American grocer and food entrepreneur

Emile Antoine Zatarain Sr. (c. 1866-1959) was a grocer and food entrepreneur who trademarked root beer and built a business selling spices, condiments, and foods flavored in the culinary traditions of New Orleans and Louisiana's Creole and Cajun cultures to the world via the brand that today is known simply as Zatarain's.

==History==

Emile A. Zatarain Sr., a merchant and entrepreneur of Basque descent, was born in 1866, it is estimated on the 1910 U.S. Census. Zatarain was born in New Orleans. He had five sons, all of whom followed him into his business when they all finished school.

In 1886, Zatarain opened a grocery store with the first National Cash Register in Louisiana. A few months later, he bought a horse and buggy to make deliveries.
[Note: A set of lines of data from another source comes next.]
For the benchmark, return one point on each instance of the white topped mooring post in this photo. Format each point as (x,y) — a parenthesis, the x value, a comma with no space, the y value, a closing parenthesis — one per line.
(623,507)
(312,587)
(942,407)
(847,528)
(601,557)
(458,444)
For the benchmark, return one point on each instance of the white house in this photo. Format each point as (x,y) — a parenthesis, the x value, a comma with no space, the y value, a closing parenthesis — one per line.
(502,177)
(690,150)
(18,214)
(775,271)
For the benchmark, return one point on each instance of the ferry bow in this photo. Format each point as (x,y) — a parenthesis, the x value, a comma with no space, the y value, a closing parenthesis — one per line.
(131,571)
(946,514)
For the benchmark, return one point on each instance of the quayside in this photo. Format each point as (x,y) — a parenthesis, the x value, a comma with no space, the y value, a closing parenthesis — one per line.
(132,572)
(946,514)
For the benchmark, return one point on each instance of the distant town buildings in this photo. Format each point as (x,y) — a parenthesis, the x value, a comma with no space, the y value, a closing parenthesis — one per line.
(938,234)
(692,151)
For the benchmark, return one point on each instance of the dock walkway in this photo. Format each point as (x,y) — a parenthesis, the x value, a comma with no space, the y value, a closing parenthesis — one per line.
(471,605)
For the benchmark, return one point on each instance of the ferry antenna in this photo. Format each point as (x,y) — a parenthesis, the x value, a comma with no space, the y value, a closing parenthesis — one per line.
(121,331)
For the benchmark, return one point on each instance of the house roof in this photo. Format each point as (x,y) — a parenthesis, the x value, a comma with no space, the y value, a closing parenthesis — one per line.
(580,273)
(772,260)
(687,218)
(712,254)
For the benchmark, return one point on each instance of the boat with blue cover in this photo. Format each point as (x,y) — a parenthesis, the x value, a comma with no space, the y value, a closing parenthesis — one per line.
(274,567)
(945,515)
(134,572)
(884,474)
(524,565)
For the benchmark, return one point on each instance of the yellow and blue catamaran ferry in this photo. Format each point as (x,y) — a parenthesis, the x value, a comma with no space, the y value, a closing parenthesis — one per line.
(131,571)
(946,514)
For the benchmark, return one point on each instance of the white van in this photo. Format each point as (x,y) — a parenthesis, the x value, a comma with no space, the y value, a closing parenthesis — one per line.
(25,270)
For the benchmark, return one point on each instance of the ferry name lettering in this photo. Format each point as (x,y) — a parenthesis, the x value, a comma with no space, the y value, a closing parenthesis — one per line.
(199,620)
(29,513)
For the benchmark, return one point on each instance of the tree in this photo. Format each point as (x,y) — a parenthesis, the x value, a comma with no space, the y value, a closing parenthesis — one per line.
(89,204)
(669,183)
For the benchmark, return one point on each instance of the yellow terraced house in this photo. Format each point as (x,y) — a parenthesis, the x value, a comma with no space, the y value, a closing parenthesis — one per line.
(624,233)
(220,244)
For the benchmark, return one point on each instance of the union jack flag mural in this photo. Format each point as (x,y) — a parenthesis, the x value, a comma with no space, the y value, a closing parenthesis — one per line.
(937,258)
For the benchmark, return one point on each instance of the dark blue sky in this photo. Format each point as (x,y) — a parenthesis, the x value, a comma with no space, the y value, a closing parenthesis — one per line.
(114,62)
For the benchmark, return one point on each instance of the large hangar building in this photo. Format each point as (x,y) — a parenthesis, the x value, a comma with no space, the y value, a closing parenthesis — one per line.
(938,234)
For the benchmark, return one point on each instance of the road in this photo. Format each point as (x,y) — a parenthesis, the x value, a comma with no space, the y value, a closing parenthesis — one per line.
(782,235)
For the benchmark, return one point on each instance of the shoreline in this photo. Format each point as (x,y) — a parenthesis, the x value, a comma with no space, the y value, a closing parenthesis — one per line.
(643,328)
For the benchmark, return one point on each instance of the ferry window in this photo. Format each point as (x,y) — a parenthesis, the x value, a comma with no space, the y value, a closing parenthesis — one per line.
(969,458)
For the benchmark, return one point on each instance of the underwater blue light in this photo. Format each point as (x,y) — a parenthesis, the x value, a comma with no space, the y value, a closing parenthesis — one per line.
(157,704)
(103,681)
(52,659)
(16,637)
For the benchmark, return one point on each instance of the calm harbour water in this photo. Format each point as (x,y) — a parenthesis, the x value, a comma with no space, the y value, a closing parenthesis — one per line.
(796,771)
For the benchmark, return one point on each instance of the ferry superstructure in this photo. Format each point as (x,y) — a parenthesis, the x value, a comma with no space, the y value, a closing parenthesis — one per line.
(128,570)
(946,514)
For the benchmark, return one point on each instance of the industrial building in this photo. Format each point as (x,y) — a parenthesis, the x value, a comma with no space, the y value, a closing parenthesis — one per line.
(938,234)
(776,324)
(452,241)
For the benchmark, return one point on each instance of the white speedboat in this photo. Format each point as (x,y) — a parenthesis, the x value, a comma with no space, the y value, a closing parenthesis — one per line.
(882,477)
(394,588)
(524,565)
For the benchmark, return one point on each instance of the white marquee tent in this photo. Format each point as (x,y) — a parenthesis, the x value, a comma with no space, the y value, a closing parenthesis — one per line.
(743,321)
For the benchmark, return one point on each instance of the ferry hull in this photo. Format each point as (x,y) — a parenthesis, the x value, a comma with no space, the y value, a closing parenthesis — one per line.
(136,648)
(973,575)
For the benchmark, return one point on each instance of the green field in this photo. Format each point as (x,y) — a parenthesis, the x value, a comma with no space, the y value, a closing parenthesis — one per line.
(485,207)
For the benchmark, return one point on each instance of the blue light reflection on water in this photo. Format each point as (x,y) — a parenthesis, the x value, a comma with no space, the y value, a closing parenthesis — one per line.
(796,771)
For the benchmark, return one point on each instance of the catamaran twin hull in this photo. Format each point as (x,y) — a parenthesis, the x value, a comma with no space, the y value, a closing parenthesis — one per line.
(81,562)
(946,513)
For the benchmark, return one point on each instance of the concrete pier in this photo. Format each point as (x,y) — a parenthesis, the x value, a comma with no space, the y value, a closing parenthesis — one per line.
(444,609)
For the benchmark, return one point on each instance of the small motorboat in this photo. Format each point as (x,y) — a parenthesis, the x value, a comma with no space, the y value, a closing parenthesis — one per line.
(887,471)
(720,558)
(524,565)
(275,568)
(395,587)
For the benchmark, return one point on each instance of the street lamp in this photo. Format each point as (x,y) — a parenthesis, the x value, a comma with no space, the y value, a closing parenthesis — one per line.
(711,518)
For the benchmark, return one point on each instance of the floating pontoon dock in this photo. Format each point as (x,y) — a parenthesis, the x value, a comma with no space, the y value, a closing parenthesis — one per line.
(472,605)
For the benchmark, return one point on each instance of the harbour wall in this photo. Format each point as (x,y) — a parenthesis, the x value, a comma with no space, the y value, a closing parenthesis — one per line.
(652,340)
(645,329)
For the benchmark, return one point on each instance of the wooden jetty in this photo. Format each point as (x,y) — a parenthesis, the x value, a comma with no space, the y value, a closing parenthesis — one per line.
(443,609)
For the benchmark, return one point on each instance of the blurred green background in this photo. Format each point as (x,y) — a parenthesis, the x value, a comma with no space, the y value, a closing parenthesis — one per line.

The company's big success, at first, was root beer. According to great granddaughter Allison Zatarain, "Emile introduced Papoose Root Beer at 2:30 p.m. on May 7, 1889, at the Louisiana (Purchase) Exposition. The root beer was so successful, that his business grew, and grew, and grew!"
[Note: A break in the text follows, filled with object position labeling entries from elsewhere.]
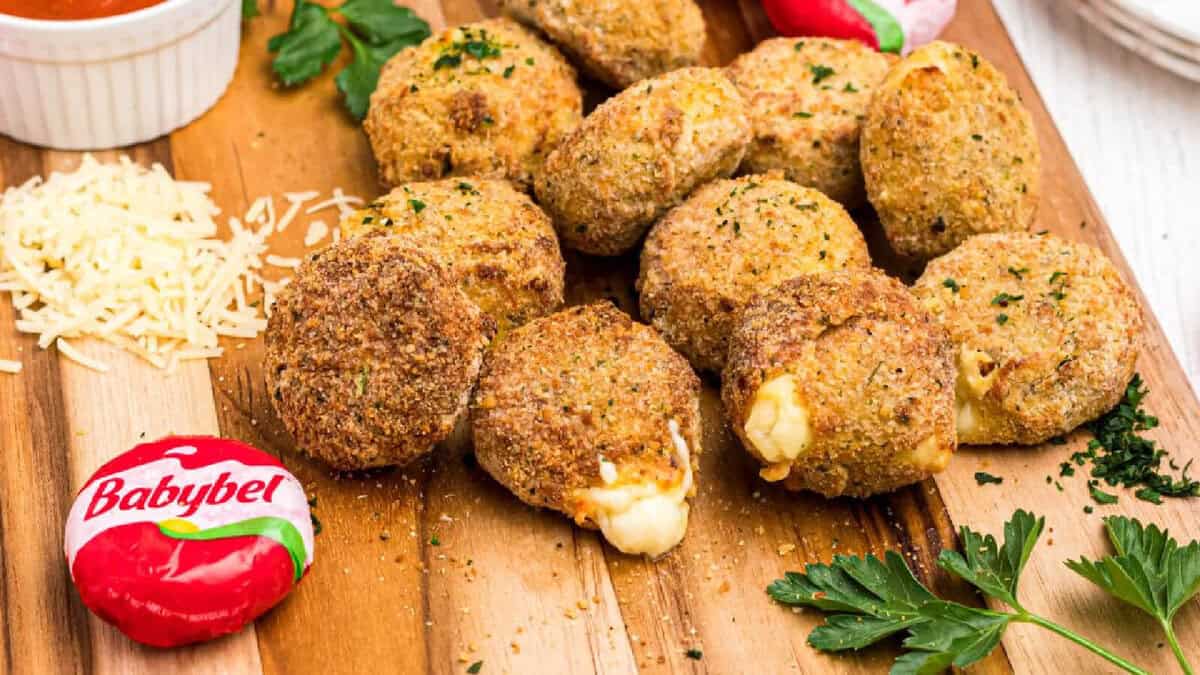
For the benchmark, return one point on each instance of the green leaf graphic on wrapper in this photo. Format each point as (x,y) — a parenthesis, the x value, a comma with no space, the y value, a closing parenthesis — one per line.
(887,30)
(276,529)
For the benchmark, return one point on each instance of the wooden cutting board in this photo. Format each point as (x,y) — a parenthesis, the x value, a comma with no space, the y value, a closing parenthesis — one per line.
(521,590)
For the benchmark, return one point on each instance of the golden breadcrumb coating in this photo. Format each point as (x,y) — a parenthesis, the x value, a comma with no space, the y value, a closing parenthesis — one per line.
(850,381)
(495,239)
(641,153)
(731,239)
(948,150)
(619,41)
(808,99)
(372,352)
(487,99)
(1045,334)
(564,390)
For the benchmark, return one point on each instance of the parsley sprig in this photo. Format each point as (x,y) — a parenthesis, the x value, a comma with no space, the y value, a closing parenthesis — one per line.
(1150,571)
(870,599)
(375,29)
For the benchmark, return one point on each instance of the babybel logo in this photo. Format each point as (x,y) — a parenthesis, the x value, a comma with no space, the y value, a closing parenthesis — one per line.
(191,496)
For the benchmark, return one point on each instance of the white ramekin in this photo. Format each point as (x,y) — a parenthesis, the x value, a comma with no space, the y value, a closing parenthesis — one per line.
(103,83)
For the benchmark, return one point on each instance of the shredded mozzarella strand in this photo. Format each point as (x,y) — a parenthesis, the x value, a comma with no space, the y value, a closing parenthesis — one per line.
(129,255)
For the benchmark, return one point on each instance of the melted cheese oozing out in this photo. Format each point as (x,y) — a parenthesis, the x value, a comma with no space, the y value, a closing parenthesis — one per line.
(928,455)
(778,426)
(972,386)
(643,518)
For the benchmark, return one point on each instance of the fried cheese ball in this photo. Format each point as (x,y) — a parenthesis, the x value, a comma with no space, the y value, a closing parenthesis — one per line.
(591,413)
(948,150)
(808,99)
(619,41)
(493,238)
(841,383)
(641,153)
(1045,334)
(487,99)
(372,352)
(708,256)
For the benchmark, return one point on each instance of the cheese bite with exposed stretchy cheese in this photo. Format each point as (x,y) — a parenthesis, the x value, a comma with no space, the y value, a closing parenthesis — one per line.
(641,153)
(591,413)
(731,239)
(372,352)
(493,238)
(1045,334)
(808,99)
(487,99)
(619,41)
(841,383)
(948,150)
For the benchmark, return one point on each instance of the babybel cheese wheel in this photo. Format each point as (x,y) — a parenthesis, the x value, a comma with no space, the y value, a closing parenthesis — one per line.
(187,538)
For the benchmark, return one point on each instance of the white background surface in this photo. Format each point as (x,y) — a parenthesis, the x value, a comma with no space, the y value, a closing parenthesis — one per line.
(1134,131)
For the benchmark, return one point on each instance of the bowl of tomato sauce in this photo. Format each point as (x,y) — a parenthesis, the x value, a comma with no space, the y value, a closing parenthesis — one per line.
(83,75)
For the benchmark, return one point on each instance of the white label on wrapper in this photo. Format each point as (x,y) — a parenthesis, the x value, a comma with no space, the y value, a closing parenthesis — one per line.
(208,496)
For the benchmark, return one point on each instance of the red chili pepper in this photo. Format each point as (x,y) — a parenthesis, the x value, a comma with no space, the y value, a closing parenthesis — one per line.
(887,25)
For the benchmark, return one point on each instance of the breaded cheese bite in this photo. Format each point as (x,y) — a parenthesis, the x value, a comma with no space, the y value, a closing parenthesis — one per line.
(591,413)
(731,239)
(1045,334)
(948,150)
(841,383)
(641,153)
(808,99)
(619,41)
(493,238)
(372,352)
(487,99)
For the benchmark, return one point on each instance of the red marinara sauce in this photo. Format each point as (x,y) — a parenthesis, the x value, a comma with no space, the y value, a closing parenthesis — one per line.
(72,10)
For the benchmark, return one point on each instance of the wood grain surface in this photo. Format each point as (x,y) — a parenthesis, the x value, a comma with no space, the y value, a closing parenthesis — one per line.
(433,567)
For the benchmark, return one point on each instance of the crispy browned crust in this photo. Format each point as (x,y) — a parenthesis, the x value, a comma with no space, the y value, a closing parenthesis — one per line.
(619,41)
(563,390)
(874,369)
(429,120)
(808,125)
(371,353)
(732,238)
(948,150)
(641,153)
(493,238)
(1065,352)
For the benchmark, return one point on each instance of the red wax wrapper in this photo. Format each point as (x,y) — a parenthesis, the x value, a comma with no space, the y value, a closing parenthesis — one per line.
(888,25)
(187,538)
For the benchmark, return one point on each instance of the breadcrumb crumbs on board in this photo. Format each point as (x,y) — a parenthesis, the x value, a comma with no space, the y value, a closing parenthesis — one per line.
(131,256)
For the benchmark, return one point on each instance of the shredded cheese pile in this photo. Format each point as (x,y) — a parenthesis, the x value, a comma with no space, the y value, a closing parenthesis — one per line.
(131,256)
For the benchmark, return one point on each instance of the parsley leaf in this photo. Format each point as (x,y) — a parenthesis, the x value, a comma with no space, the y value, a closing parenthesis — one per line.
(995,571)
(957,635)
(381,22)
(871,599)
(1120,455)
(1101,496)
(375,29)
(820,72)
(983,478)
(1150,571)
(874,598)
(309,46)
Several years later, Zatarain found that it was more cost effective to sell the root beer blend as an extract. Zatarain formed a company called Papoose Pure Food Products to manufacture the root beer and diversify into other foods, and he built a factory at 925 Valmont Street, New Orleans. He began to import and pack olives, pickles and spices.

On May 29, 1922, as his sons assumed more of the day-to-day operation, Zatarain reincorporated the business as E.A. Zatarain & Sons, Inc. and also did business as Zatarain's Pure Food Products. Emile A. Zatarain Jr. and his wife Ida May Bennett Zatarain eventually took over the business. Ida May created recipes for their products like Remoulade Sauce and Olive Salad.

==Personal life==
Zatarain was married to a woman named Charlotte, who died in 1929. After her death, he created a religious shine in her honor. He had five surviving children, all sons. They were Edward J. Zatarain Sr. (born 1887), who served as Zatarain's vice president; John E. Zatarain (born 1890); Milton Zatarain (born 1895); Charles C. Zatarain (born 1897), who researched family genealogy and collected his father's memoirs; and Emile A. Zatarain Jr. (born 1902). Edward and Charles temporarily left the company to serve in the Navy and Army respectively during World War I. Emile A Zatarain Jr., the youngest, took over the company as his father slowly retired. Charles Zatarain was the last surviving son of Emile Sr. when he died in 1986 at age 89. His great-granddaughter, Allison Zatarain, wrote a history of Emile and the family in 1993.

===Death===

Emile Antoine Zatarain Sr. died in 1959. He was 93 years old.